In general, while I was visiting Russia last year and the year before, Yandex Taxi (like Uber) impressed me quite a lot, too.
(Local ISP seems to know a lot of what folks look at even when using https and an encrypted bittorrent client.)
I've started using Bing Chat for search queries thst only produce spam results and while Bing lies and misleads in its direct answers, the links it provides to support its statements are usually quite good.
Dead Comment
One thing I'll recommend to everyone: Just set your default search to anything but Google. It takes a few months but your brain, internal search result filter and your overall search behaviour adjust. Google is like an addictive drug in some sense.
It's been years since I last thought to look, but here's a list of current search engines: https://en.wikipedia.org/wiki/List_of_search_engines
Amazing to see Dogpile still around! Search feels like an oddly under-remarked-upon topic on HN because it's always within the context of a few big names (or else massively criticized by Googists - saw a lot of sneering responses to Neeva and Brave search...).
Deleted Comment
The nuance is difficult, but basically it's because you said "computer-literate". Your comment makes the suggestion that anyone who is computer-literate ought to be using Yandex/DDG, and if they are still using Google, then they are stupid.
A better comment would be "I've been using Yandex/DDG lately and the results are much better than Google!". That's just your experience or opinion - not judging other people or suggesting that they are stupid.
(not attacking you personally, just doing this for illustration)
k, thx for the downvotes :D
Deleted Comment
Every time someone brings that up, I ask for an example of something they are looking for, and their search query, and every single time I either don't get an answer, or get an answer that shows Google has absolutely no problem at all.
So, give me an example.
I've found Google search results to be poor these days but I don't keep a list of the searches that fail, so I don't have anything to share with you.
hitachi mb-h2 data recorder repair
Expected result: pages from [my nickname].com.
If you use Google for that query you won't find much of anything. Using Yandex you find all sorts of articles and information. The topic is considered transphobic so it is blocked on Google.

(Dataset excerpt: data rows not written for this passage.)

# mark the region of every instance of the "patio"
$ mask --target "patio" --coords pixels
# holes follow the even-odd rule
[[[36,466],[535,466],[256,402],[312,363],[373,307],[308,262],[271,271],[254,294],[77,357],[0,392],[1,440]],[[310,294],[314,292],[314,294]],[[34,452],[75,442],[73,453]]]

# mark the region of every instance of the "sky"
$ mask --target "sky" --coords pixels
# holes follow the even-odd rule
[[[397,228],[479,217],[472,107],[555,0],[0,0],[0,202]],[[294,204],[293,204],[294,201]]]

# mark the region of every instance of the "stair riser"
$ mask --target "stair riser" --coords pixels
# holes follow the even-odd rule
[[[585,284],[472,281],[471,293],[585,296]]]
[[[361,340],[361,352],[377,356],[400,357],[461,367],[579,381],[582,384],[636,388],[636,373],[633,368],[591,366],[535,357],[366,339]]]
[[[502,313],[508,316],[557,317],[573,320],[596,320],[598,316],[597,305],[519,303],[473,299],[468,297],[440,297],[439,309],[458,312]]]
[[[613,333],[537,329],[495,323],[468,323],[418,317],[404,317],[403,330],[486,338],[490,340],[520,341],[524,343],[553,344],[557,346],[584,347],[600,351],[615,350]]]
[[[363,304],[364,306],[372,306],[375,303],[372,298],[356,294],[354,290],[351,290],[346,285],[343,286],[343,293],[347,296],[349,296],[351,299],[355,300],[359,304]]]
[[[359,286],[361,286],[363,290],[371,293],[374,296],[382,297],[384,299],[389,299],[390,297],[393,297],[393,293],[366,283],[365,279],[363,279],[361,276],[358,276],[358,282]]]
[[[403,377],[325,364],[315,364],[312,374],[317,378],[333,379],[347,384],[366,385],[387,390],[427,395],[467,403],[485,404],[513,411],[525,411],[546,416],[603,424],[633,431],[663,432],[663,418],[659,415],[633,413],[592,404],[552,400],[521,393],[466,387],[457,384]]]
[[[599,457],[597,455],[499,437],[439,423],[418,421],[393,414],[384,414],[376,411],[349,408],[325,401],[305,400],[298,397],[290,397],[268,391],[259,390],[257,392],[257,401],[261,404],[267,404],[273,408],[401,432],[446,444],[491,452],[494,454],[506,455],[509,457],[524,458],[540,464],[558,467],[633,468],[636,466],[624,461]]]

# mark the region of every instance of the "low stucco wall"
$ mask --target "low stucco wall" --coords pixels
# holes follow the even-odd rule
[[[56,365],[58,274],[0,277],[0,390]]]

Only ones in the first two pages (or more) are Biden's campaign website (of course) and Marianne Wilson's website. No RFK Jr, no Vivek Ramaswamy, not even Trump's.
Either it is egregious incompetence, or it's deliberate.
I never followed those links but I'm sure that it will ended up on installing malware or asking for credit cards.
I will understand if the Google Search algorithm de-ranks or bans sites like that, many people totally will fall to this scams.